Modeling bifurcations in single-cell transcriptomics data has become an increasingly popular field of research. Several methods have been proposed to infer bifurcation structure from such data, but all rely on heuristic non-probabilistic inference. Here University of Oxford researchers propose the first generative, fully probabilistic model for such inference based on a Bayesian hierarchical mixture of factor analyzers. Their model exhibits competitive performance on large datasets despite implementing full Markov-Chain Monte Carlo sampling, and its unique hierarchical prior structure enables automatic determination of genes driving the bifurcation process. The researchers additionally propose an Empirical-Bayes like extension that deals with the high levels of zero-inflation in single-cell RNA-seq data and quantify when such models are useful. They apply their model to both real and simulated single-cell gene expression data and compare the results to existing pseudotime methods. Finally, they discuss both the merits and weaknesses of such a unified, probabilistic approach in the context practical bioinformatics analyses.
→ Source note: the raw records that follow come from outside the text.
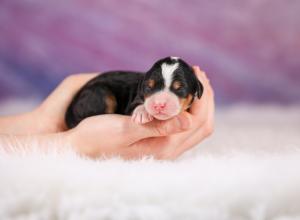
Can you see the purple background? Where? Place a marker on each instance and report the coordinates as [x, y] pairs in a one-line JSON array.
[[250, 49]]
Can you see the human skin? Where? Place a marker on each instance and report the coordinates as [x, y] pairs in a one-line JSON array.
[[111, 134]]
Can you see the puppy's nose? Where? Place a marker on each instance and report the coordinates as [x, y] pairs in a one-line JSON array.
[[159, 106]]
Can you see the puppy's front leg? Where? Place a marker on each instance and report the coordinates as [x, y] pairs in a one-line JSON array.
[[140, 115]]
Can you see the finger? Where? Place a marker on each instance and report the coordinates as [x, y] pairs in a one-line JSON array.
[[195, 137], [156, 128]]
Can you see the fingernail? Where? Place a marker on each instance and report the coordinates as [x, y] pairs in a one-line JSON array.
[[184, 122]]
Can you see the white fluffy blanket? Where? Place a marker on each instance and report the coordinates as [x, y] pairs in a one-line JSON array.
[[249, 169]]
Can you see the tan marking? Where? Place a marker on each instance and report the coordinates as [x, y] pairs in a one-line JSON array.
[[111, 104], [186, 102], [176, 85], [151, 83]]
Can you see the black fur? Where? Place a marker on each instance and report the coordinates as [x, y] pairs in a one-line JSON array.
[[129, 90]]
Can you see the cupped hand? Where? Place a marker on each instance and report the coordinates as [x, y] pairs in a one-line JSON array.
[[116, 135]]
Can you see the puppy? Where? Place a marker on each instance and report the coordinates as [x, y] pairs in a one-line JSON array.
[[164, 91]]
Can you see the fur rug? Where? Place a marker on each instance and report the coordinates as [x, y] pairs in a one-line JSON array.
[[249, 169]]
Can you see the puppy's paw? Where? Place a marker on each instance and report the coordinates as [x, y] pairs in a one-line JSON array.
[[140, 115]]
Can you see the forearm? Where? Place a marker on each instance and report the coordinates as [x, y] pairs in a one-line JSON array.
[[18, 124], [34, 122], [41, 143]]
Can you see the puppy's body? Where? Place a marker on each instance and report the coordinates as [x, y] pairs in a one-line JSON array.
[[110, 92], [162, 92]]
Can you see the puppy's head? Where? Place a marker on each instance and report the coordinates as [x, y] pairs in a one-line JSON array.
[[169, 87]]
Multiple solutions to bifurcation inference
Starting with three cell states, we would like to infer a bifurcation process from one to the other two. If a single gene is up-regulated in one of the states, yet down-regulated in the other two, then clearly any state may act as the beginning of the trajectory. For example, if we start in state 1 then the gene is up-regulated along state 2 and stays constant in state 3; if we start in state 2 then the gene is down-regulated in states 1 & 3; if we start in state 3 then the gene is up-regulated in state 2 and remains down-regulated in state 1. However, due to the non-identifiability this is true if we add additional genes that are up-regulated in one or two of the cell states. The equivalent geometric argument is that we can build the transcriptomic profiles across all genes by spinning the figure about B (with possible inversion) and “adding” that gene. No matter how many additional genes we add, any one of the three states can act as the root state or beginning of pseudotime. Therefore, in the absence of any additional information there are always three equally valid solutions to bifurcation inference from gene expression data alone.